The person who told me this last time, I know that he is a single-parent family, so I don't like his family and didn't make more plans.

Although my boyfriend thought of the last time he said this, I didn't take it to heart. Today, he took the initiative to expose himself, which still surprised me.

My seventh aunt's daughter found a boyfriend from a remarried family, and the National Day passed. My parents think other people's homes are complicated, and my questioning attitude makes me a little worried.

I don't know how much suffering children who grow up in single-parent families have to suffer before they can grow up mentally and have a good prospect, but I have to admit that it is not as unbearable as I thought.

I know in my heart that I love him, my boyfriend, and he exists in all my fantasies. I like to trap him in every sweet word I read.

But I don't know how to talk to my parents. I can't say how much I have done for him, because I know him as well as he does.

Before, he thought he couldn't give me the future, but he was afraid of delaying my present. This is my painstaking comfort. I asked him, if you knew there was no result, would you still choose to confess? I didn't hear his answer. I said, I'm more inclined to confess. No matter whether he is forever or not, every day he loves me will be gentle.

This is willful enough.

He came back to see me on National Day and stayed for two days. His attitude towards me changed greatly and he knew that he loved you on his own initiative.
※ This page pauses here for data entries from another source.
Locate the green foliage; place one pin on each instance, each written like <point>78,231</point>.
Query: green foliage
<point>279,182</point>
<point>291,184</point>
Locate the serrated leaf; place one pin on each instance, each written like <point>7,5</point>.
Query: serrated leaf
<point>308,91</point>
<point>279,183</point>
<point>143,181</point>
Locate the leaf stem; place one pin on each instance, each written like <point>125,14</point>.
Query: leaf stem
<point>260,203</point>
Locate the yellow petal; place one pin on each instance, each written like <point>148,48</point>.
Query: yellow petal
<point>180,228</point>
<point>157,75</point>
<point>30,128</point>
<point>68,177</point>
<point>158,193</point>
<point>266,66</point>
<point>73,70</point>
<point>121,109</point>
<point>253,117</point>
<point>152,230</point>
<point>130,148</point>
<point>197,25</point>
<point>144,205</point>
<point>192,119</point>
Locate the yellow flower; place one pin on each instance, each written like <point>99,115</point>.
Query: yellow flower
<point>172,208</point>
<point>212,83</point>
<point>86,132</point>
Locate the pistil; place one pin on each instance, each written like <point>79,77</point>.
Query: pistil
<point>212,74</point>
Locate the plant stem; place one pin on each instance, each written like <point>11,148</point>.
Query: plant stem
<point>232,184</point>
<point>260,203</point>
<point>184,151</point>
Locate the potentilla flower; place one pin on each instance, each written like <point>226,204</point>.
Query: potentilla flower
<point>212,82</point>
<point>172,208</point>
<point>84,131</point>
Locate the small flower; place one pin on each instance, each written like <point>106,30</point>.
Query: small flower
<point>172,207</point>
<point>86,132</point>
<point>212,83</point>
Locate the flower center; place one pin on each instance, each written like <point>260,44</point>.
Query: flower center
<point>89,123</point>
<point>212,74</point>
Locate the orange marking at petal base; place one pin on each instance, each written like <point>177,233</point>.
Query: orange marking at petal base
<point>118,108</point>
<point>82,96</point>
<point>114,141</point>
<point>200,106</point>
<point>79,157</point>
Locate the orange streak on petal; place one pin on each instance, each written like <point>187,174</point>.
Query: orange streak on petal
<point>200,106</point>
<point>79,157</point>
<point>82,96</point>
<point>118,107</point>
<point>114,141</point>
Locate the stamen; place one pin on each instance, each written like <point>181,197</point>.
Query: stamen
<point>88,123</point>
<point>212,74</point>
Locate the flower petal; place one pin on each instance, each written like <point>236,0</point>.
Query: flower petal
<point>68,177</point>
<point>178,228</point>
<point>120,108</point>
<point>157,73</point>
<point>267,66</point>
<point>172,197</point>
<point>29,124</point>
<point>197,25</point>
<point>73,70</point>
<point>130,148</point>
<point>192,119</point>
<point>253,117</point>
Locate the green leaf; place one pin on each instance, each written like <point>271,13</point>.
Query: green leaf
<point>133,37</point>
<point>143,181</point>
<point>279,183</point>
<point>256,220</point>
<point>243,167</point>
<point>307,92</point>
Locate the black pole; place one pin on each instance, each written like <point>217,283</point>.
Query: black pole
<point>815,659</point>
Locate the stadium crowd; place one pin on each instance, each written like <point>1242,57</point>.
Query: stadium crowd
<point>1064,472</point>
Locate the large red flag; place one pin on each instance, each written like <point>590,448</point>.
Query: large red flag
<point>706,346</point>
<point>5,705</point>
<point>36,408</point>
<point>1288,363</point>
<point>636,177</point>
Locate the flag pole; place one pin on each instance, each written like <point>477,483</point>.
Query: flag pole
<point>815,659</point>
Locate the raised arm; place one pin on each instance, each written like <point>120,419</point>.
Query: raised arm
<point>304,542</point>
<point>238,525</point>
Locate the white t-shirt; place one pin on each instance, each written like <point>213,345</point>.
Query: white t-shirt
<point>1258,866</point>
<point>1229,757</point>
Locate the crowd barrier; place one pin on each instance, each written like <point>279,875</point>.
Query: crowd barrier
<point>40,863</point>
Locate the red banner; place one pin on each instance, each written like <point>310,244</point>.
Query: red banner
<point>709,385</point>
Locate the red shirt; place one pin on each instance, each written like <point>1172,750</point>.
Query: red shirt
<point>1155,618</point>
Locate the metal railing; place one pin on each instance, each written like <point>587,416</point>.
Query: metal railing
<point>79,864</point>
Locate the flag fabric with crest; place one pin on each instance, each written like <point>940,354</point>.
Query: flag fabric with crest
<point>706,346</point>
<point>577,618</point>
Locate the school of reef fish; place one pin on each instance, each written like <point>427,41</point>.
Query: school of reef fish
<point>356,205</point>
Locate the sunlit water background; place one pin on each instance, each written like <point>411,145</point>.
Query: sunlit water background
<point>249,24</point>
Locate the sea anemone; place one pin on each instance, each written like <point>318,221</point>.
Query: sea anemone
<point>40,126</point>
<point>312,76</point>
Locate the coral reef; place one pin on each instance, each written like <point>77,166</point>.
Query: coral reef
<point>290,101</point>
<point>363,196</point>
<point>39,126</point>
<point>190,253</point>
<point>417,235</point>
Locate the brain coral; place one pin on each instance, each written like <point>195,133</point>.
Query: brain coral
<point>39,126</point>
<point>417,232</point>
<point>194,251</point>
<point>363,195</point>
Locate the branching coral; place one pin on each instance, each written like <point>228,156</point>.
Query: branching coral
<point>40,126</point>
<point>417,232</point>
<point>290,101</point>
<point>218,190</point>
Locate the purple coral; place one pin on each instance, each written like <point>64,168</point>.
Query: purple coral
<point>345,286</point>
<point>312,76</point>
Although he looks sad every time he talks about money and the future, I really don't want to put too much pressure on him. I want to reach out and hug him. I want to say that as long as two people work together, everything will be fine.

I will worry, too, but not as those who have been poor together know, not to mention how rich and expensive I am. I also want to eat and drink. I know he can't afford to buy a car or house now, but I hope he is a hard worker, with a determination to work hard and perseverance not to let me live a hard life.

I hope I'm right about the wrong person. I hope he doesn't feel inferior and depressed. As long as he works hard, how to comfort his parents is just another problem.

I have a twin sister, and I hope they can keep my sister with me and let me enjoy myself.

But this is just my wishful thinking.

Their love makes me a little overwhelmed. They found me a low-paying but stable job. They obviously felt stressed and gave in to my buying a house. They obviously don't like your boyfriend very much, but they know you do, and they shouldn't flatly object. They paid too much.

But you also know in your heart that you can't let them down and want to do more and more meaningful things to give them a better life.

Struggle to the maximum in a cage where you can't earn or escape.